We are soon introduced to Anna, a struggling photographer, and the story blossoms as the heroes fall in love, leave their lovers for the arms of another, feel guilt and jealousy and return to their first loves only to find emptiness and misunderstanding waiting to greet them. With a plot worthy of a day-time soap opera but with writing and acting that raises it far above the level of tawdry drama, Closer succeeds in mellowing our romantic idealism through its often cynical outlook on relationships.

Though unconvincingly British and at times over the top, Cooper and company avoid letting their characters become clichés. Both Marber’s excellent characterization and the equally fine acting of the players surprise the audience with the complexity, humanity and growth of their characters. 

Closer draws us in to the point where we are almost afraid to laugh at the genuinely funny moments because we are unable to separate ourselves enough from the drama to react. We begin to feel that even a giggle or two would disturb the tense action. 
The bare-bones quality of Little Theater functions as the perfect venue to display Marber’s multidimensional characters. By avoiding fancy set and stage concepts, set designer and senior Keith Friedlander and junior lighting and sound director Mark Williams do a fine job in developing a stark minimalist backdrop for the drama of the heroes’ love quadrangle.

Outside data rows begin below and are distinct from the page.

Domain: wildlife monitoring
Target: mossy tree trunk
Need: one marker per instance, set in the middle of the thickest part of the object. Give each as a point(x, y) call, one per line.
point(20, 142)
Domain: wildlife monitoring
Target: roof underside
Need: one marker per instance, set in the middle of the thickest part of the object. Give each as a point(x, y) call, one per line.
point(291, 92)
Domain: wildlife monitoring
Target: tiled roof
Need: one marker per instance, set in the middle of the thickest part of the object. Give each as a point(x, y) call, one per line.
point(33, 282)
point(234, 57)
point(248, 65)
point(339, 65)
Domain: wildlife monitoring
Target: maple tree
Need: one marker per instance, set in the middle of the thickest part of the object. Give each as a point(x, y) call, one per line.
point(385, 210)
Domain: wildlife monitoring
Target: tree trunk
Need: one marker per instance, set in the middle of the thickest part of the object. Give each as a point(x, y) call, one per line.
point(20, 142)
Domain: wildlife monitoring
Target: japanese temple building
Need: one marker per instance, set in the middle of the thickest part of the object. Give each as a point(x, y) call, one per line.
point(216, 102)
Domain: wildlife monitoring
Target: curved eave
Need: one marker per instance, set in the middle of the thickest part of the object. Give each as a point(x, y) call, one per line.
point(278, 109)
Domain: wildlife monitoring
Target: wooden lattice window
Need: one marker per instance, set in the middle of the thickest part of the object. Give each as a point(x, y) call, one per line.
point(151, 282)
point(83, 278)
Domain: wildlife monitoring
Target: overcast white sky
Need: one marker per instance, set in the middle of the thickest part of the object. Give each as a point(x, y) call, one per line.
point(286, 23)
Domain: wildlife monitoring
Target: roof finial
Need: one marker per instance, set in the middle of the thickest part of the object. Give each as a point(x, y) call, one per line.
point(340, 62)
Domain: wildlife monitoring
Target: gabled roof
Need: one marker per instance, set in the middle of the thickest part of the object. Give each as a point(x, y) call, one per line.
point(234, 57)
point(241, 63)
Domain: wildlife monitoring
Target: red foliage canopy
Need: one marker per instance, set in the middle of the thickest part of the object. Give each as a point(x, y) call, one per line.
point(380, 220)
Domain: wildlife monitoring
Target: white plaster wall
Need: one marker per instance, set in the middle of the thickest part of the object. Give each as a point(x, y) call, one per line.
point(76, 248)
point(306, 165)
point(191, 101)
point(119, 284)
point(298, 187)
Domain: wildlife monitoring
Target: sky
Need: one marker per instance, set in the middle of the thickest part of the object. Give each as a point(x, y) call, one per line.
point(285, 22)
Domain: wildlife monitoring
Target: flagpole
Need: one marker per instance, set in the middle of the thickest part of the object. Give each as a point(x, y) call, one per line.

The black steel of the set’s furniture, built by junior Alec Longstreth, and the cheesy club music work well to communicate the play’s bleak message.
Closer is most rewarding to those who are able to relate to the characters’ intense, and often psychotic, relationship troubles. Though convincingly written and directed (the internet scene has to be seen to be believed), Marber’s play requires a serious audience willing to put themselves behind the shifting identities and graphically sexual nature of his characters. For though we may desire a clean ending, one that gives concrete answers to the questions Marber poses about love, jealousy, and identity, Closer’s cynicism just leaves us asking the same questions of ourselves. 
The play’s biggest trick may lie in its ability to seem mute on the subjects it brings up when it actually speaks volumes. Closer ultimately shows us that love, desire and identity are as individual and complex as the four characters in the drama.